Au cœur du Maasai Mara, à l’heure où le soleil se lève sur la savane, les silhouettes des zèbres croisent celles des huttes Massaï. Ici, la nature et l’humain se frôlent sans se fuir. Les enfants jouent non loin des girafes, les bergers mènent leurs troupeaux en gardant un œil sur les lions.
Ce paysage autrefois marqué par la séparation entre les parcs animaliers et les villages africains vit aujourd’hui une transformation silencieuse.
À Nashulai, au sud-ouest du Kenya, une communauté Massaï a choisi de redessiner les frontières entre l’homme et la faune sauvage — et d’inventer un nouveau modèle : celui de la coexistence.
Nashulai : la Coexistence Erigée en Modèle
À Nashulai, qui signifie « coexistence » en langue maa, les traditions et la modernité se rencontrent.
Fondée en 2016, cette réserve communautaire se distingue par son principe fondateur : rendre la terre à ceux qui y vivent, tout en protégeant ceux qui y circulent — les animaux.
Près de 6 000 Massaï partagent ainsi le même espace que les lions, girafes et rhinocéros. Pas de clôtures, pas de murs, mais des règles ancestrales de partage du territoire, ajustées à la réalité contemporaine.
« Les animaux sauvages sont nos voisins et nous les aimons », confie Bernard Kirokor, 21 ans, en caressant la crinière d’une vache. Dans son téléphone, il montre une vidéo d’une éléphante mettant bas près de son village.
Un instant suspendu, symbole de cette nouvelle harmonie.
La première Réserve gérée par Et pour les Massaï
Nashulai est bien plus qu’un sanctuaire naturel : c’est une expérience d’autonomie.
C’est la première réserve du Kenya créée, possédée et administrée exclusivement par la communauté Massaï, sans influence extérieure.
Les décisions sont prises par un conseil des anciens, qui détermine les zones de pâturage, de culture et de conservation.
« Cela a ravivé nos traditions, notre lien spirituel avec la terre et les animaux », explique Nelson Ole Reiyia, fondateur de la réserve.
Le projet se veut aussi éducatif : un centre communautaire forme les jeunes aux métiers de guide ou de ranger, tandis que des universités étrangères y mènent des recherches sur les modèles de conservation inclusive.

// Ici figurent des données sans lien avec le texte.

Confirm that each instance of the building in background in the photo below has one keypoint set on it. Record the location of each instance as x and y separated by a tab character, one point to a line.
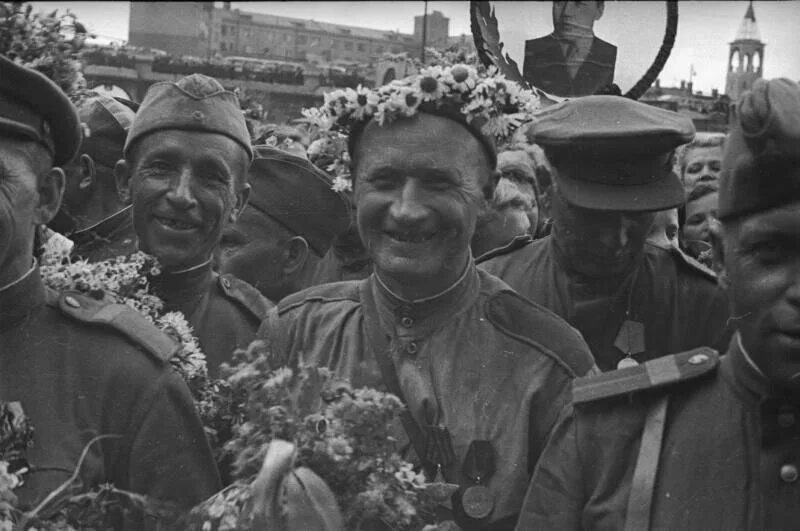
746	58
201	29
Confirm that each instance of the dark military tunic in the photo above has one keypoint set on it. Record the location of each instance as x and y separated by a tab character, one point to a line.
678	302
728	460
112	237
224	311
77	379
477	359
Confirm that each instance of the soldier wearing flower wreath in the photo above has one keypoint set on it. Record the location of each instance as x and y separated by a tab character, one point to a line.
186	160
89	375
631	300
482	370
696	441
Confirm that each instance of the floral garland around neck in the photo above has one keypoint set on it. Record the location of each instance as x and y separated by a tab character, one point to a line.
500	106
124	280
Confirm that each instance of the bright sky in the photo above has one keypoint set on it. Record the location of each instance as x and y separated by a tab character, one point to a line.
704	29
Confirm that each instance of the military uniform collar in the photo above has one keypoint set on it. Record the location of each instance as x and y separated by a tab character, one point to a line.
21	298
748	380
179	287
417	318
104	229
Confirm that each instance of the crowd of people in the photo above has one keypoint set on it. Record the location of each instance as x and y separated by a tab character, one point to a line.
125	57
594	325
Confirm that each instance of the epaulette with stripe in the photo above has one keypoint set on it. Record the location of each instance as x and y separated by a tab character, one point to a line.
693	264
123	319
653	374
518	242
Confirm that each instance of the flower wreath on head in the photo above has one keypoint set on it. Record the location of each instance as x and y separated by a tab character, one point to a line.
484	98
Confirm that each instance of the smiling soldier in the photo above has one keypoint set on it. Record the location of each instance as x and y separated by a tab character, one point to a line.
80	367
718	439
632	300
186	161
481	370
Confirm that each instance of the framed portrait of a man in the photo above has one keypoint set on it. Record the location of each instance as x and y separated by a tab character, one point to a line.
572	60
569	49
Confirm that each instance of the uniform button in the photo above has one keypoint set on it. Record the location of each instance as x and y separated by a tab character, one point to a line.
789	473
697	359
786	420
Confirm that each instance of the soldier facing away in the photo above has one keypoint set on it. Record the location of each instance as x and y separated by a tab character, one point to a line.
632	300
704	442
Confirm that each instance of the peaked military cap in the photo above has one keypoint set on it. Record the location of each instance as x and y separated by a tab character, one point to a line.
194	103
298	195
34	108
761	163
612	153
106	122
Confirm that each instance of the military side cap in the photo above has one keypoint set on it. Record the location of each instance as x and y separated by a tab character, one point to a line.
653	374
34	108
297	195
194	103
612	153
106	122
761	162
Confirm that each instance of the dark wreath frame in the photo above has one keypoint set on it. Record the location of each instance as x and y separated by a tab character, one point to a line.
485	33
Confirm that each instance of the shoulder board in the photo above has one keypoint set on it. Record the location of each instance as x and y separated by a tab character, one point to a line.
653	374
332	292
122	318
517	243
693	264
537	326
246	295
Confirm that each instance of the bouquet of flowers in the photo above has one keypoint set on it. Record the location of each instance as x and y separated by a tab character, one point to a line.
47	43
341	434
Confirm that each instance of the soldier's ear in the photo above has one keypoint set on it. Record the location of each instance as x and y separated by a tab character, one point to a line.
51	189
491	184
242	196
295	255
88	173
122	176
718	249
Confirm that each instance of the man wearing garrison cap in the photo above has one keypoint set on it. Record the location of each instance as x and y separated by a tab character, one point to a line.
288	226
186	160
632	300
482	371
80	367
94	213
704	442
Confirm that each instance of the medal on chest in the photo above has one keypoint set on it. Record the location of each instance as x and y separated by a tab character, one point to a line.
477	500
439	455
630	338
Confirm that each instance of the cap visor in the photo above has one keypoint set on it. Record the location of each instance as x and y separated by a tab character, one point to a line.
653	196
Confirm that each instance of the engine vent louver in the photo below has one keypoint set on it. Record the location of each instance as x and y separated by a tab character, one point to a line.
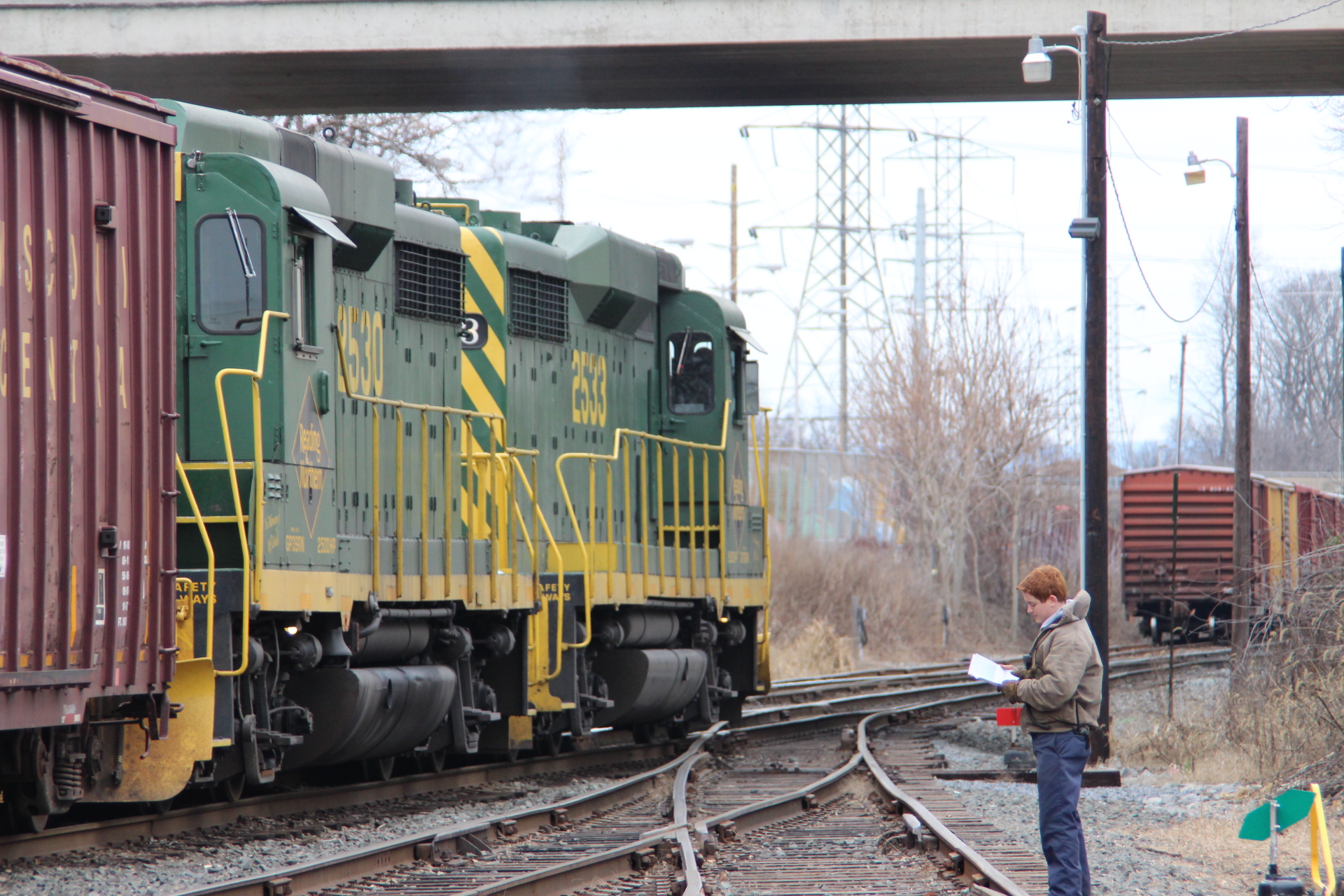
429	282
538	305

Pour Evelyn Aiko, responsable environnementale, c’est un changement de paradigme :
Nous ne voulons plus créer des réfugiés de la préservation. Les Massaï ont toujours vécu avec la faune sauvage. Pourquoi devraient-ils en être exclus ?
Quand l’équilibre Devient un Acte de Résistance
Nashulai s’érige contre les modèles traditionnels de conservation où l’humain devait disparaître pour laisser place à la faune.
Ici, au contraire, l’équilibre naît du dialogue : les bergers évitent les zones de reproduction, les lions s’aventurent moins près des enclos, et la nature reprend son souffle.
Mais cet équilibre reste fragile.
Le réchauffement climatique bouleverse les cycles de pluie, compliquant la gestion des pâturages.
Et la pression économique monte : des opérateurs touristiques proposent des sommes considérables pour louer des parcelles et y installer leurs camps de luxe.
« Nos membres sont sollicités sans cesse », soupire Ole Reiyia. « Mais nous tenons bon, car cette terre, c’est notre mémoire vivante. »
Un Modèle qui Inspire au-delà des Frontières
Nashulai n’est pas un cas isolé : son modèle séduit désormais d’autres réserves de la région.
Les Massaï siègent aujourd’hui aux côtés des entreprises touristiques dans les conseils d’administration, participant activement aux décisions et aux négociations.
Ce dialogue entre tradition et développement durable redonne du sens à la conservation en Afrique de l’Est.
Ici, protéger la nature, c’est aussi protéger une culture.
Et lorsque le soir tombe sur la savane, qu’un guide allume un feu pour les visiteurs venus admirer le crépuscule, les ombres des lions s’allongent à l’horizon.
Leur rugissement se mêle aux chants Massaï.
Deux mondes, unis par une même promesse : celle de vivre ensemble, sans domination, dans le respect du vivant.